Asbestos in Australia: a brief overview
Asbestos was mined, imported and used widely in Australian construction until bans came in — partial from the mid-1980s and a full ban at the end of 2003. Because it was used for so long and in so many products, plenty of it is still in place across the country today.
The ‘miracle mineral’ that went everywhere
Asbestos was prized for being strong, flexible, heat- and fire-resistant, a good insulator — and cheap. From around the 1920s through to the 1980s it went into an enormous range of building products, most commonly asbestos-cement sheeting (“fibro”).

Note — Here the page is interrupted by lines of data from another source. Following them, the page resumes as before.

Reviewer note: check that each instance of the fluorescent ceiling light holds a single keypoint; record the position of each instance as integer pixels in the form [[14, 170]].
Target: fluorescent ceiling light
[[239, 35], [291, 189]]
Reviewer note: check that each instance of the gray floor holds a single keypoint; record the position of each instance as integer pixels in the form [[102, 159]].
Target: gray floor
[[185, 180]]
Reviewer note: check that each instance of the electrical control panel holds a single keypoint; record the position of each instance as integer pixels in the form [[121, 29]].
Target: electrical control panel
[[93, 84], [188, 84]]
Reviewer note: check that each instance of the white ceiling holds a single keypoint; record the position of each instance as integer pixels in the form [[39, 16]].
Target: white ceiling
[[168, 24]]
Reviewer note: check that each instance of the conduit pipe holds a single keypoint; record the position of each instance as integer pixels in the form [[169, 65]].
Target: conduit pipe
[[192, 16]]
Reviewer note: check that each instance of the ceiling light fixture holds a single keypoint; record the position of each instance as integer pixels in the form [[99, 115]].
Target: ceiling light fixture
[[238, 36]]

Up to 90% of the asbestos used here went into building products, especially cement materials.
The scale was huge. Through the post-war building boom, a large share of new housing used asbestos cement — by some accounts about a quarter of all new Australian housing up to the 1960s was clad in it, and the great majority of homes built before the late 1970s contained asbestos products of some kind.
How the ban came in
Recognition of the health risks led to staged bans — partial restrictions from the mid-1980s, then a complete national ban on 31 December 2003 covering the manufacture, import, supply and use of all six types of asbestos. It became illegal to sell, supply, import, install, store or re-use asbestos-containing materials.

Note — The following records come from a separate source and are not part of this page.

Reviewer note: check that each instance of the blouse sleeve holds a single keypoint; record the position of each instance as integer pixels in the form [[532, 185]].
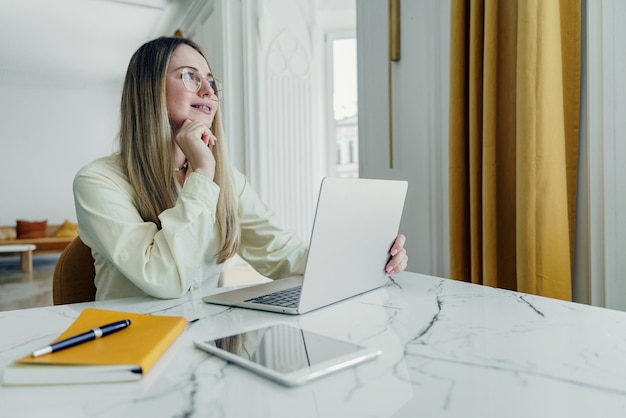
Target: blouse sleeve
[[265, 245], [162, 263]]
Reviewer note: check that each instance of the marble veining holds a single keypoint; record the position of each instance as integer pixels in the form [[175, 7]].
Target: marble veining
[[449, 349]]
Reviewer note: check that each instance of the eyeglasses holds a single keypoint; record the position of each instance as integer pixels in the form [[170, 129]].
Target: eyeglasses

Crucially, the ban applies to new asbestos. It does not require the removal of asbestos already installed before that date — which is exactly why so much remains in buildings today.
Why it’s still a problem
Despite the ban, asbestos is still common in older buildings — the ASEA estimates it’s present in around 1 in 3 Australian homes [1]. If a home was built or renovated before 1990, there’s a good chance it contains asbestos cement somewhere: ceilings, internal and external cladding, eaves, wet areas and fences are typical spots.
While it’s intact and undisturbed, that asbestos generally poses a low immediate risk. The danger appears when material deteriorates with age, or is damaged, cut or disturbed — releasing fibres into the air. That’s why, decades after the ban, testing before you renovate or buy an older property is still the sensible first step.